With the exhaustion of the gold mines, people abandoned their previous sites in search of a better one. The new settlers focus on the unexplored areas to dedicate themselves to agriculture and cattle raising.

The first reports indicate that a farmer named Antônio Joaquim dos Santos was the first settler to establish a farm in the 19th century. He named his property as Fazenda Olhos D'Água (Portuguese for Water holes farm) due to the amount of water springs in the area.
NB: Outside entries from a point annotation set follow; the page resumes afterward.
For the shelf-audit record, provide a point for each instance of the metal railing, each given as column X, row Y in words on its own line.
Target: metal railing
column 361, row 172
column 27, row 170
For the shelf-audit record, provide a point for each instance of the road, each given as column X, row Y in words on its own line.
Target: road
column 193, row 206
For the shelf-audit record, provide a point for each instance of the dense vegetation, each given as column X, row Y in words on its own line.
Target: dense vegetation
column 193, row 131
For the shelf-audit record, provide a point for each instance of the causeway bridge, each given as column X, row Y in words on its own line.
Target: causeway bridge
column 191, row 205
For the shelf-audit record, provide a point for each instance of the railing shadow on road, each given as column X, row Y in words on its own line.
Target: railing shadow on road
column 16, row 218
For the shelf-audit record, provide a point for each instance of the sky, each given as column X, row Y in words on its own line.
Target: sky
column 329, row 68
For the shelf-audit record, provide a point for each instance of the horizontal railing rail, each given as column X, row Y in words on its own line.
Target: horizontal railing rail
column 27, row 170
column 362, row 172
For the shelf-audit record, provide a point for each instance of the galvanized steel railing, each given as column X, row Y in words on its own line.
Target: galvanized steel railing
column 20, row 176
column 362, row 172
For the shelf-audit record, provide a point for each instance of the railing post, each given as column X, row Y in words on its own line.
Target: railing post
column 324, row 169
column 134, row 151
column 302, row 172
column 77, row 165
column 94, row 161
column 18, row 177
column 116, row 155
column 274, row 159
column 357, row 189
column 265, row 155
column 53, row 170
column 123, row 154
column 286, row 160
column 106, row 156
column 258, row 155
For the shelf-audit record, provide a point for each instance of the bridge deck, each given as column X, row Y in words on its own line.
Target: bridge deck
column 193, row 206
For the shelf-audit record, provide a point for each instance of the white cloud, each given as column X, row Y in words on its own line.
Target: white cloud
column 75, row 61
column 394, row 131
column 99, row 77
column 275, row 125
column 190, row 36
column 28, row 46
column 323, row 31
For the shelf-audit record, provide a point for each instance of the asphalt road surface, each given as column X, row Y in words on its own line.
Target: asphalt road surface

The increasing numbers of migrant colonials settling in the area and the need for a collectivized farming led the local community the decision to create the village. In 1903, the landowners invitated the English immigrants Robert John Reid, and William Leatherbarrow, to separate the lands and establish the city.

The town was elevated to a district of Barretos on December 18, 1906, and named as "Vila Olímpia" in honor to Maria Olímpia Rodrigues Vieira, who was the daughter of Antônio Olímpio Rodrigues Vieira. Vieira was one of the founders of the city.

Nowadays, a range of buildings reveal the timeline of Olimpia's history and were declared historical landmarks, such as the old railway station, and the first hospital of the city Beneficiência Portuguesa.

The city was separated from Barretos on December 7, 1917.

In July 2014, it was approved by the São Paulo State Legislative Assembly, a bill that turned Olímpia into a Touristic Municipality.

=== Toponym ===
The name of the city comes from Maria Olímpia Rodrigues Vieira, daughter of one of the men who founded the city.

==Economy==

The service sector is the largest employer. Trade and Services accounted 65.5%, followed by the Industry representing 26% and the primary sector accounting 8.2% of the GDP.

=== Thermas dos Laranjais ===
Olimpia is home to Thermas dos Laranjais water park, one of the most visited water parks in the world. The park was opened in 1987 and is home to the largest complex of thrilling waterslides in Brazil occupying an area of 358.797 sq. yd. (300 km^{2}).

It boasts more than 55 attractions. These include waterslides, surfing facilities, pools, rivers, and family-friendly offerings.

According to Themed Entertainment Association (TEA), by 2019 the park received 1.8 million visitors.

==Culture==

Olímpia is known as The capital of Folklore promoting every year the National Folklore Festival of Olimpia, when Brazilian folklore groups meet themselves to perform on stage their local dances ranging from Gaucho tradition groups to Amazonian dances.

== Media ==
In telecommunications, the city was served by Companhia Telefônica Brasileira until 1973, when it began to be served by Telecomunicações de São Paulo. In July 1998, this company was acquired by Telefónica, which adopted the Vivo brand in 2012.

The company is currently an operator of cell phones, fixed lines, internet (fiber optics/4G) and television (satellite and cable).

== Sports ==
The city is home to Olímpia Futebol Clube.

==Transportation==
- SP-322 - Rodovia Armando de Salles Oliveira
- SP-425 - Rodovia Assis Chateaubriand

== Religion ==

Christianity is present in the city as follows:

=== Catholic Church ===
The Catholic church in the municipality is part of the Roman Catholic Diocese of Barretos.

=== Protestant Church ===
The most diverse evangelical beliefs are present in the city, mainly Pentecostal, including the Assemblies of God in Brazil (the largest evangelical church in the country), Christian Congregation in Brazil, among others. These denominations are growing more and more throughout Brazil.